The other aspect that I'm a little less clear on is the probability of a result. WPA should take into account the typical distribution of results in that situation, but it has less to say about the rarity of a particular outcome. Even normalizing for leverage doesn't exactly remove that as a factor - a rare outcome probably changes the WP by more, but not necessarily in proportion. This could actually cut both ways - perhaps HRs are a powerful enough outcome that they are actually disproportionately represented in WP.
I think if we are talking about fans watching certain players and saying that guy is clutch, we have to assume that for that to really be true in a way that is meaningful, the effect has to be fairly large (at least, on the order of perceptible difference in BA). But when a fan watches a situation, they don't see "well, a walk only adds .01 of a win, a double adds .05, and a homer adds .2" and then judge the double as a mediocre outcome - they see the possibilities of making an out, driving in a run, or getting on base. They are more likely to call a guy who drives in runs consistently a clutch hitter, obviously, but a guy who strikes out, grounds into a double play or hits a lazy fly ball is going to seem a lot less clutch than a guy who hits is hard somewhere. So maybe the question we've been asking is "do hitters accomplish anything useful with clutch hitting, and can they repeat it?" and we should really be asking only one of those questions at once.
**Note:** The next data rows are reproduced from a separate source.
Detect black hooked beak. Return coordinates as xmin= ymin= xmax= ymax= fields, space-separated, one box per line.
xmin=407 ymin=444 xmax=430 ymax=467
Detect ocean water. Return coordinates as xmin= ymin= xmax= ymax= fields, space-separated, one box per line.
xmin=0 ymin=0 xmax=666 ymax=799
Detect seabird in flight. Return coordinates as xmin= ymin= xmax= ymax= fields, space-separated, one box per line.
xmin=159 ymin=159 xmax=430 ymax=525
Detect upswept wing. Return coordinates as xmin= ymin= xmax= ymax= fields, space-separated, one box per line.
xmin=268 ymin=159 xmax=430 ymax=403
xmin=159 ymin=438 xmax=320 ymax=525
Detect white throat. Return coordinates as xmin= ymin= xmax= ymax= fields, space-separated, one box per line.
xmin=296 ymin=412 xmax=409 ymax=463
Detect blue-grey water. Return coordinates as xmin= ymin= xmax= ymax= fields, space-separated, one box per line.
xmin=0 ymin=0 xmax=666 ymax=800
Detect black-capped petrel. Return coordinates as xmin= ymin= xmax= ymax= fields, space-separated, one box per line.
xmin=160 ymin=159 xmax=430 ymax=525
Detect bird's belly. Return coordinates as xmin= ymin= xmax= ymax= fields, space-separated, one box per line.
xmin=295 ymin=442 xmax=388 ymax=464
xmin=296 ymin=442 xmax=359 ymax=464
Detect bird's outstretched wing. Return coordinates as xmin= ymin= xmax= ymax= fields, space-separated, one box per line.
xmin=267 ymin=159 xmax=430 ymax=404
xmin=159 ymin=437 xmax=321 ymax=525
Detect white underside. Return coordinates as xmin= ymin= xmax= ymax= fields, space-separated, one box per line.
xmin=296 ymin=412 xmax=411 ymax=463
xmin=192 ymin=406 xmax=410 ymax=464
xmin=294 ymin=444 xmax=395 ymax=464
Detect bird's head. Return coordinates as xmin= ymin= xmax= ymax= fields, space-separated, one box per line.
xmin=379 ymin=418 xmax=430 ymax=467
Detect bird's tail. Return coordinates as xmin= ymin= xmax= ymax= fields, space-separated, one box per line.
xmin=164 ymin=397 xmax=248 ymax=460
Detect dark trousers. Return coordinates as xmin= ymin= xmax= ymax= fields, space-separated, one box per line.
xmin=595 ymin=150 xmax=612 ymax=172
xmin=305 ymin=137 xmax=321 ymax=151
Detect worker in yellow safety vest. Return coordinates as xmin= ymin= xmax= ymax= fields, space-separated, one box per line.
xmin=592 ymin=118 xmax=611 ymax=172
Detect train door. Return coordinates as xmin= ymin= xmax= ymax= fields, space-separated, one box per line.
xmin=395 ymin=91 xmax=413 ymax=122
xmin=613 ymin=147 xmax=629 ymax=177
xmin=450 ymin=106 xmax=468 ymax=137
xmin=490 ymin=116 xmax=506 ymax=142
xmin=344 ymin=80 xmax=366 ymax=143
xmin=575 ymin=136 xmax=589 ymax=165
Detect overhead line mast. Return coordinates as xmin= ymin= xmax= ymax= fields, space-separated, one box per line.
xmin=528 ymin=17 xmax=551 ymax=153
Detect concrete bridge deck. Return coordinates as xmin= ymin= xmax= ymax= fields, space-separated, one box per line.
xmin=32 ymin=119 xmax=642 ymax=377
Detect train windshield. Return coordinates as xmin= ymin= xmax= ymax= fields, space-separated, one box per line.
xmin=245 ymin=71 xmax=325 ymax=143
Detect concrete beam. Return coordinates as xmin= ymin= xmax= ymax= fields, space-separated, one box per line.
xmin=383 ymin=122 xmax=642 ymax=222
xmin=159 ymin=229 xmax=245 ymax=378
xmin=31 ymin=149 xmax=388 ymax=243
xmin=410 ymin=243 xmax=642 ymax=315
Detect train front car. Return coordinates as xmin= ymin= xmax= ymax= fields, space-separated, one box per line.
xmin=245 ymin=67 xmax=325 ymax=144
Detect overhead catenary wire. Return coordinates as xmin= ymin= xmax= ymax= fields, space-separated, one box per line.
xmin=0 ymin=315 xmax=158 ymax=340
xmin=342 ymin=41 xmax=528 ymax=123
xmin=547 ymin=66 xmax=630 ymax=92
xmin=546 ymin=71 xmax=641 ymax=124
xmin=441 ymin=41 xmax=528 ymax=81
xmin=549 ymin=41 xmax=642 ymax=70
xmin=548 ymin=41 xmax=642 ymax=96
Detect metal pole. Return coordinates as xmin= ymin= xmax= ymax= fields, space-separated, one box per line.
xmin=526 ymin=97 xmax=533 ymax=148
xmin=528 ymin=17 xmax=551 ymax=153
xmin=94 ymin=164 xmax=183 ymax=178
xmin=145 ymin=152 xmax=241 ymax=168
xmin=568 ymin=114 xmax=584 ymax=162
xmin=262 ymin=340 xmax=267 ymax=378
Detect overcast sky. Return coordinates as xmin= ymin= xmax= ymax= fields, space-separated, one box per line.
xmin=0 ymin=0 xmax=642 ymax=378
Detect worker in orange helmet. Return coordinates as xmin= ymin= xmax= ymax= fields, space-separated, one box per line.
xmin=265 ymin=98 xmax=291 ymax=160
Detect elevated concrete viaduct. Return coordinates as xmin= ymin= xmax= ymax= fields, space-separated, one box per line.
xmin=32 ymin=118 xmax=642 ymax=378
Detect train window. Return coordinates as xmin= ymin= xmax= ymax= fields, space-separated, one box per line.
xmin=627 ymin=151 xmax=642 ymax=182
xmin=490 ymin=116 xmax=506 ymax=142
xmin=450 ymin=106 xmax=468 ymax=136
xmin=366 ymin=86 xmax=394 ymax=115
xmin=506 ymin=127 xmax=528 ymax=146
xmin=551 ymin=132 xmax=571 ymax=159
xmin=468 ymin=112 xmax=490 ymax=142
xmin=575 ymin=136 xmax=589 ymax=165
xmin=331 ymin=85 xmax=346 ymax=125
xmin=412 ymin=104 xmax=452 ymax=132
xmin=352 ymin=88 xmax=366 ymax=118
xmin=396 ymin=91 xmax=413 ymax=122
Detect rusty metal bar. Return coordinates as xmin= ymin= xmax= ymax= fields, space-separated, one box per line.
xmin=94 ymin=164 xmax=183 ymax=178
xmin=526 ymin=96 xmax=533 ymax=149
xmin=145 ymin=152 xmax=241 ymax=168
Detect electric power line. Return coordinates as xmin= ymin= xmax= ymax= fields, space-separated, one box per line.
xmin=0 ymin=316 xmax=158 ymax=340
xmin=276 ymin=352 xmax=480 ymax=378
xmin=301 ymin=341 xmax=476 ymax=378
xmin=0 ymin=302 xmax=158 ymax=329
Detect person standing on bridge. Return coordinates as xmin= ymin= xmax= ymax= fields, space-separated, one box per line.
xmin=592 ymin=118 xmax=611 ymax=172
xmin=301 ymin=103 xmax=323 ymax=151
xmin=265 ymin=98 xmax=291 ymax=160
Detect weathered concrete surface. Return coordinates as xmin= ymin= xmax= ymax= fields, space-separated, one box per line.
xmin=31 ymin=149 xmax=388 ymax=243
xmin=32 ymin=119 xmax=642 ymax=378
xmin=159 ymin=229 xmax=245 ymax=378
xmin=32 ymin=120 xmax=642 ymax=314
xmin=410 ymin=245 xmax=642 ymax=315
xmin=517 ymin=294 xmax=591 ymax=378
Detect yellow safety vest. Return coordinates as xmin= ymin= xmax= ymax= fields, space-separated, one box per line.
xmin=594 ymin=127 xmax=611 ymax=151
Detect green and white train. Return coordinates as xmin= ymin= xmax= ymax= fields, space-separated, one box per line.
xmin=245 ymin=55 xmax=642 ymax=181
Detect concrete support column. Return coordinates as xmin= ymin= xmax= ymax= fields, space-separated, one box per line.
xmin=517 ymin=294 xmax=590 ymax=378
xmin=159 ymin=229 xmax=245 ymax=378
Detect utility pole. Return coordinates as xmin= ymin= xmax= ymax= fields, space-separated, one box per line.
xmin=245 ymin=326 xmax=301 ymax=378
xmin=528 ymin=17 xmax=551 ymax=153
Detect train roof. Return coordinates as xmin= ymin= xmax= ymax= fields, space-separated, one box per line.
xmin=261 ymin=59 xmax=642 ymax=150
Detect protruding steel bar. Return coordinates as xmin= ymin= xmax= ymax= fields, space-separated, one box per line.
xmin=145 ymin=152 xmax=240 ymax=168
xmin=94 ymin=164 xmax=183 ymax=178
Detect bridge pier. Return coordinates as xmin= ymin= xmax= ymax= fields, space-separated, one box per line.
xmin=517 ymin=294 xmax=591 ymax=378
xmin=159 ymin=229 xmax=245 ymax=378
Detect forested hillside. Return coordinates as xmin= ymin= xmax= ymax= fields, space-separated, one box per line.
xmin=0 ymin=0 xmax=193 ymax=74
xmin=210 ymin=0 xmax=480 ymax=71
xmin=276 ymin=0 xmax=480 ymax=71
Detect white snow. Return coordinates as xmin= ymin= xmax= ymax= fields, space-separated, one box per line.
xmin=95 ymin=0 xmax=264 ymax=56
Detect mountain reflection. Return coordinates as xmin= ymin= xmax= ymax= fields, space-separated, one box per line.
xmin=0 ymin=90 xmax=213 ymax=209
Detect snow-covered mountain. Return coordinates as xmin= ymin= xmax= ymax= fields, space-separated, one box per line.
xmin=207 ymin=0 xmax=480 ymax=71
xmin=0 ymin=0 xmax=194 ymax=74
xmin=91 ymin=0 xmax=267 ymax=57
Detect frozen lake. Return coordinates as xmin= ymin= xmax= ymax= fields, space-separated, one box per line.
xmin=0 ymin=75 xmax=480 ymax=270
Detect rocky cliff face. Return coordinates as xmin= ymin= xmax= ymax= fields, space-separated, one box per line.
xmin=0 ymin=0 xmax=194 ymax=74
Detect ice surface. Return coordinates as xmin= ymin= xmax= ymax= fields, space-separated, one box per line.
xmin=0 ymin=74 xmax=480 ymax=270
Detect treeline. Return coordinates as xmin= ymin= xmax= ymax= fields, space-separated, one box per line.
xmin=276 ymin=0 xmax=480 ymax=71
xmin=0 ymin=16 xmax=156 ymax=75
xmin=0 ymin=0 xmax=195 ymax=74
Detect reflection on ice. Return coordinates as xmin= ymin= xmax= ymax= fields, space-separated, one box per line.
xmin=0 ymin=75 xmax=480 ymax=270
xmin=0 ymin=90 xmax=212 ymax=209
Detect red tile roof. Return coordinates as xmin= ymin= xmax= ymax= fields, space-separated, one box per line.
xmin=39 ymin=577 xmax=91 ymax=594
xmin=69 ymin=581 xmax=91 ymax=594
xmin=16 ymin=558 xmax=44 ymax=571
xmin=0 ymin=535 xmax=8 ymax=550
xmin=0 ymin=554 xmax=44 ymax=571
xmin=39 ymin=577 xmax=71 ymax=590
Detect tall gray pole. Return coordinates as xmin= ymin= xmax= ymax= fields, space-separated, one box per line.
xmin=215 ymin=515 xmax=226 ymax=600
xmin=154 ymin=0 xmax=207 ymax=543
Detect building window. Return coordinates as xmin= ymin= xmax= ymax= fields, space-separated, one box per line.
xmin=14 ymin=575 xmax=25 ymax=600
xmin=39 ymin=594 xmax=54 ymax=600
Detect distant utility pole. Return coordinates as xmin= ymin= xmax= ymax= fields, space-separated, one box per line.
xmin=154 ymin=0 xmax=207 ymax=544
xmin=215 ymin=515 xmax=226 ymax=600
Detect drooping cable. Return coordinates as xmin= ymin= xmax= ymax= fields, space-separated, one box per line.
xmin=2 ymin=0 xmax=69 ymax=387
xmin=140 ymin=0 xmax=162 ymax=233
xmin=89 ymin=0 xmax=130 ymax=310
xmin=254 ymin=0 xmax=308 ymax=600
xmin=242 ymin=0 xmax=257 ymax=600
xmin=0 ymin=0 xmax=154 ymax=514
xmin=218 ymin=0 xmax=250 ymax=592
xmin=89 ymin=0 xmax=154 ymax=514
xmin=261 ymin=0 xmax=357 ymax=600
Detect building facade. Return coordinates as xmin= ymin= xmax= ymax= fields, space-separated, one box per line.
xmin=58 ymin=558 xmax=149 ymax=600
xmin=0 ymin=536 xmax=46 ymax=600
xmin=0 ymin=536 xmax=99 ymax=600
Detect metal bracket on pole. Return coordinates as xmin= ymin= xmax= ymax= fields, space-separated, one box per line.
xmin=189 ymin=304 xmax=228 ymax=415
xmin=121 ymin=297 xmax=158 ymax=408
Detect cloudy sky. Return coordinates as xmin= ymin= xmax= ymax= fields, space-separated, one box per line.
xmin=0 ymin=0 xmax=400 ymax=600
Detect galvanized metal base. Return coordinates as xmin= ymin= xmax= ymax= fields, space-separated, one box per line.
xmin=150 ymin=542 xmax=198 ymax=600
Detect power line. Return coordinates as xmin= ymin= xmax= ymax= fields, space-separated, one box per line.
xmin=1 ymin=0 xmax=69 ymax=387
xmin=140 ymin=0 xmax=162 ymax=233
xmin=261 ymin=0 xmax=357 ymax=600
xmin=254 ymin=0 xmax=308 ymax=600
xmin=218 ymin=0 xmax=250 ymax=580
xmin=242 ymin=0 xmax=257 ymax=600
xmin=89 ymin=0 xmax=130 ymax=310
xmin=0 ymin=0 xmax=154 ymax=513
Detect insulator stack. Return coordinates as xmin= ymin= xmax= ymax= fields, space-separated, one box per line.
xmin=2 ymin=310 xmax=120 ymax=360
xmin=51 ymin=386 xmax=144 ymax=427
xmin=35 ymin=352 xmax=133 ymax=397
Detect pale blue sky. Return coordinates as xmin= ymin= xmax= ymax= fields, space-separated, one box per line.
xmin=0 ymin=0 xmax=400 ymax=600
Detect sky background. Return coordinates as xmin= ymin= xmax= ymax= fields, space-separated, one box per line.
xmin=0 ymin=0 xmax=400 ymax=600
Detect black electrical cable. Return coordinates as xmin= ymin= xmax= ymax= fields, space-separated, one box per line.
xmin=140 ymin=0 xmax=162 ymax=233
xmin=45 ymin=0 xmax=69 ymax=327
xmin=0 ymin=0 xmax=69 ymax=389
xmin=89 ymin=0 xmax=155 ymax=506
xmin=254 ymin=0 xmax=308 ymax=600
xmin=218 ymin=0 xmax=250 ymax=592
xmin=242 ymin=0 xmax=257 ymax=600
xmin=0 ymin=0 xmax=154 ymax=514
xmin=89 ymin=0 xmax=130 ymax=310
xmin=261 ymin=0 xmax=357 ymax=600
BP to acknowledge that PEDs actually help performance?
Shocking.
I am confused. You found somewhat of a "talent" for swinging more or less at the first pitch depending on leverage, and you also found that swinging more or less at the first pitch affects walks, K, outs, and extra base hits, right? But you don't know if this actually makes the batter better or worse - it could be that just their approach changes, but not necessarily the win impact, right?
So, why, in your first sentence, do you say:
"By clutch hitting, I mean that certain players have some sort of ability to perform better in higher leverage situations."
Did you find that some players do perform "better" by virtue of this swing change, or not? "Better" has to be that their win impact goes up. It can't just be a change in behavior without knowing how that affects their win impact, right?
It must be said though that even a rigidly data-driven person on this subject will remember Ortiz's 2013 World Series for a long time.